Whatcha really need is one of these knives right here.
1) To keep a real edge on a knife you should go to the steel every time you use the knife, and you should be spending a serious amount of time with a wetstone at least once a month. That sort of routine is the problem most home users (me included) have. Modern blades ("stainless high carbon") are also a problem, because they are harder in a way that makes it more difficult to put an edge on them. If you have knives either older thatn 25 years that are expensive ones or that are high carbon but not stainless bought since (hard to find) you can get a better edge.
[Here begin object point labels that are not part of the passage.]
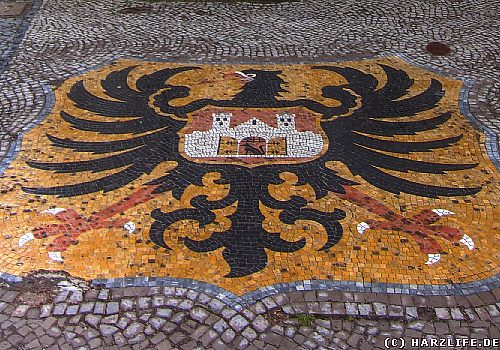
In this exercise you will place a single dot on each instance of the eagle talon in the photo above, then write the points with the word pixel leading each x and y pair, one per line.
pixel 467 241
pixel 442 212
pixel 53 211
pixel 27 237
pixel 129 226
pixel 433 258
pixel 56 256
pixel 362 227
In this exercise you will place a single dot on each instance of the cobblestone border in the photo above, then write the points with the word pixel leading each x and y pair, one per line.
pixel 138 317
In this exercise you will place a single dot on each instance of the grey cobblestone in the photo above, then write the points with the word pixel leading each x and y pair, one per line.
pixel 269 33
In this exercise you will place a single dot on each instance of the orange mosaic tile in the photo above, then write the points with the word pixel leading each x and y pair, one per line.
pixel 249 175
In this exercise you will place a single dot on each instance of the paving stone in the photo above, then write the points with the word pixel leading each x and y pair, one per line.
pixel 238 323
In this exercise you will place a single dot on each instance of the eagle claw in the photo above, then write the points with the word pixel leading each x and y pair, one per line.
pixel 442 212
pixel 467 241
pixel 362 227
pixel 53 211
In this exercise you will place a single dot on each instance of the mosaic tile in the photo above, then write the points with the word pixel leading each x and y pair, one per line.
pixel 246 176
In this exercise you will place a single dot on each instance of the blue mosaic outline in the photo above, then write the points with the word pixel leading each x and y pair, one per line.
pixel 25 20
pixel 238 302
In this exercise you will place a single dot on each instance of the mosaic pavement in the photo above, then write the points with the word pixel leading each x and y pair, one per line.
pixel 263 159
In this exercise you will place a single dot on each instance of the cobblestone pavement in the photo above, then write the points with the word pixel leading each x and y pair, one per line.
pixel 51 42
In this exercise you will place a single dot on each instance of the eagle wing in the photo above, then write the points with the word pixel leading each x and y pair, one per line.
pixel 366 143
pixel 150 134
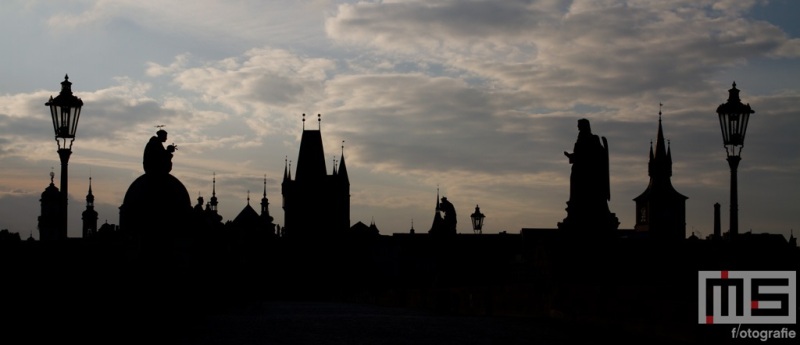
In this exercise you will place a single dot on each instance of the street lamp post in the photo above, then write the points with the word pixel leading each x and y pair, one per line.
pixel 733 118
pixel 477 220
pixel 65 110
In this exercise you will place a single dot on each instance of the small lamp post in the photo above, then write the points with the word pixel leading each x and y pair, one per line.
pixel 477 220
pixel 733 118
pixel 65 110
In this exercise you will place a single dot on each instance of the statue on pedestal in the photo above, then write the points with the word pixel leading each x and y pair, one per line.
pixel 589 190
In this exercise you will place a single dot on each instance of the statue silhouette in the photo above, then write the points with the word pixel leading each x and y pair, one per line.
pixel 590 190
pixel 449 215
pixel 157 159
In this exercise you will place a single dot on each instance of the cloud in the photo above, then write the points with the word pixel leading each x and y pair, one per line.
pixel 564 55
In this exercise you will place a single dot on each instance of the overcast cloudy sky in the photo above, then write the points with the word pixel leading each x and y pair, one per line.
pixel 480 98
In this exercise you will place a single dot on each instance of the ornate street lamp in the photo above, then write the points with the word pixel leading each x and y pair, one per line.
pixel 477 220
pixel 733 118
pixel 65 111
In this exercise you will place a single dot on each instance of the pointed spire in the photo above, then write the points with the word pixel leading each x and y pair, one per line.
pixel 213 203
pixel 265 186
pixel 437 198
pixel 286 168
pixel 660 159
pixel 669 151
pixel 342 171
pixel 90 196
pixel 264 200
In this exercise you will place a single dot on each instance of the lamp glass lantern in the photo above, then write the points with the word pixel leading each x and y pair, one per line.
pixel 65 111
pixel 477 220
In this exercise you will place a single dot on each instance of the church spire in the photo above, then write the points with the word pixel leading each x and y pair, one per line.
pixel 660 164
pixel 90 196
pixel 342 171
pixel 89 216
pixel 264 200
pixel 213 203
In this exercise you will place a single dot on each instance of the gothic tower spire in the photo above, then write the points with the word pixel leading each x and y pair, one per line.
pixel 89 215
pixel 213 203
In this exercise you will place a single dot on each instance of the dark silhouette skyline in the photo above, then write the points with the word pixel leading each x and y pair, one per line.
pixel 167 255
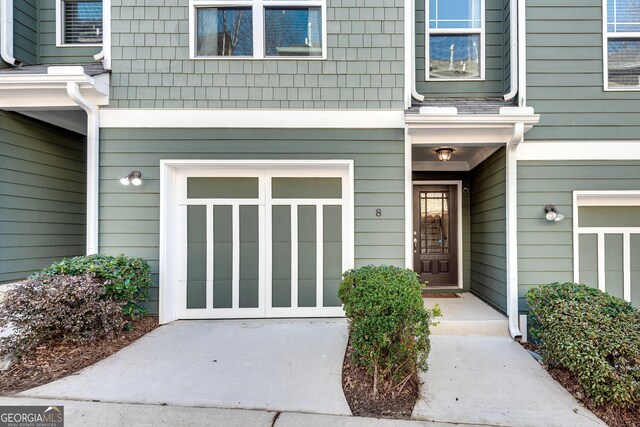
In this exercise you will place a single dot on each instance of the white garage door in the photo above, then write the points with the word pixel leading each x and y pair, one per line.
pixel 262 241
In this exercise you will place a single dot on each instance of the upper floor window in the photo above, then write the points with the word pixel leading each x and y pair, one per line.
pixel 79 22
pixel 622 44
pixel 257 28
pixel 455 39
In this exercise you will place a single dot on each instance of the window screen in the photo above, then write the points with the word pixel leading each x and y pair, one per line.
pixel 82 22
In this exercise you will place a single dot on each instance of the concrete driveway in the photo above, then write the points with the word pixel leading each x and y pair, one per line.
pixel 277 365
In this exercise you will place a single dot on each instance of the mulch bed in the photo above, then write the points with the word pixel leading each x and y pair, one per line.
pixel 54 361
pixel 612 415
pixel 357 385
pixel 426 294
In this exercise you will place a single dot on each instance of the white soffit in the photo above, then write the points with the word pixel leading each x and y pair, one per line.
pixel 36 91
pixel 460 129
pixel 263 118
pixel 572 150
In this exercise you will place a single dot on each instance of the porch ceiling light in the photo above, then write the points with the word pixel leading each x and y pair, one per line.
pixel 444 153
pixel 133 177
pixel 552 213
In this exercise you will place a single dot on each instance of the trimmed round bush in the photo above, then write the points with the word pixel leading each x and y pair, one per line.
pixel 389 325
pixel 125 279
pixel 594 335
pixel 58 308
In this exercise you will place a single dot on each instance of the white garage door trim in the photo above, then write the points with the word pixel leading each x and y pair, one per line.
pixel 172 257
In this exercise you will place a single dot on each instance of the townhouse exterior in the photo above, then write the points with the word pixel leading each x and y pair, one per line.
pixel 276 144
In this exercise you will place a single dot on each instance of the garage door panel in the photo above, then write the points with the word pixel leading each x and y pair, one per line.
pixel 196 257
pixel 269 243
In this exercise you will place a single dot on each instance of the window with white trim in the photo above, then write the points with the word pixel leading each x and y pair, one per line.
pixel 455 40
pixel 79 22
pixel 622 44
pixel 258 28
pixel 606 242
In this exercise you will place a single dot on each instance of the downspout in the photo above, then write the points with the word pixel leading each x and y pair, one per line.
pixel 512 230
pixel 513 50
pixel 6 32
pixel 410 54
pixel 93 139
pixel 522 53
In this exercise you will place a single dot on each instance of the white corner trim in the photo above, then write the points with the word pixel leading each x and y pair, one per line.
pixel 201 118
pixel 6 31
pixel 570 150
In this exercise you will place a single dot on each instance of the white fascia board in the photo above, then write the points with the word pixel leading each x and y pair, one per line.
pixel 32 91
pixel 206 118
pixel 583 150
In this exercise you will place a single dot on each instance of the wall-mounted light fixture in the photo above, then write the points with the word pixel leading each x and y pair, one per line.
pixel 552 213
pixel 133 177
pixel 444 153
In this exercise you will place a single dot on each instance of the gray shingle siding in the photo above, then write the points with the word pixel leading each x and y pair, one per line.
pixel 151 66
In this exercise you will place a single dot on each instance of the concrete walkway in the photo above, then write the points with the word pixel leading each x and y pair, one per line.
pixel 288 373
pixel 479 375
pixel 280 365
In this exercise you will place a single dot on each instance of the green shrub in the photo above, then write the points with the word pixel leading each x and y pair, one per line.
pixel 594 335
pixel 126 279
pixel 61 308
pixel 389 324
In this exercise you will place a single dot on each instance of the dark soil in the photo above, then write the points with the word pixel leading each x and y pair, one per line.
pixel 53 361
pixel 614 416
pixel 357 385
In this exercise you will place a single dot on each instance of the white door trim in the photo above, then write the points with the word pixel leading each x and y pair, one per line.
pixel 458 184
pixel 171 259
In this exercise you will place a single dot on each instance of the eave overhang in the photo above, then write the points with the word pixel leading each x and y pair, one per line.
pixel 48 89
pixel 445 127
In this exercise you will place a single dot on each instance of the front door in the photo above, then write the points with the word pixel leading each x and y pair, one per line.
pixel 435 234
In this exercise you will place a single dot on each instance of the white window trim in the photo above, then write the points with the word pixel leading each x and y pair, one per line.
pixel 171 260
pixel 456 31
pixel 258 27
pixel 606 35
pixel 604 198
pixel 60 28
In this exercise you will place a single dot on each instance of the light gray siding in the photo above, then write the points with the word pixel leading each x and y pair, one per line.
pixel 565 75
pixel 25 35
pixel 496 14
pixel 129 216
pixel 48 52
pixel 545 248
pixel 152 69
pixel 42 195
pixel 488 231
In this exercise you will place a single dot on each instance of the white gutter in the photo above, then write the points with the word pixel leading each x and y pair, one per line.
pixel 6 32
pixel 105 54
pixel 522 53
pixel 513 50
pixel 410 53
pixel 93 139
pixel 512 230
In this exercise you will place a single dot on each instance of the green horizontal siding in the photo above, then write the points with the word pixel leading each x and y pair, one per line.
pixel 42 195
pixel 565 75
pixel 496 57
pixel 545 248
pixel 488 231
pixel 129 216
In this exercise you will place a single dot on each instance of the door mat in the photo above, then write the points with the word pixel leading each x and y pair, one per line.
pixel 439 295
2) I can't overstate the difference it makes if you occassionally get your knives sharpened by a pro, even if you have a good routine. Last fall, a traveling couple out of Austin TX passed through here en route to knife-and-gun shows. I had them sharpen all of my knives and they were beautiful when done. I could have shaved with them. I would get that done once ever six months if I had access. In NYC, there has got to be a pro who will pick up and deliver-- someone who does this in pro kitchens.
3) I'm assuming here you have really nice knives, even if of the carbon/stainless variety. You can't keep a good edge on a cheap knife and just like with any lousy tool will just make yourself unhappy.
4) For the home wetstone and steel thing, I really think it's a bad idea to have an electric sharpener for a lot of reasons. A couple of stones, one slightly rougher to start with and a finer one to finish, is what you need. There are two kinds of steel, one that has bits of diamond and one not. The former do some grinding. I have heard professional chefs take wildly divergent views-- either that the diamond is a good thing or that it will hurt your knives. I use both, but only go to the diamond steel when I think the knife edge needs a little more work.
I thought that you sharpened knives by heating them and then plunging them into the body of a slave or captive. I guess I'm old-fashioned that way.
John, that heating and plunging routine to harden the blade, not to sharpen it. The thought is some carbon gets into the iron's structure and converts it to steel. I don't know how true it is but it might be therapeutic to find out.
No wonder my knives haven't been getting sharp.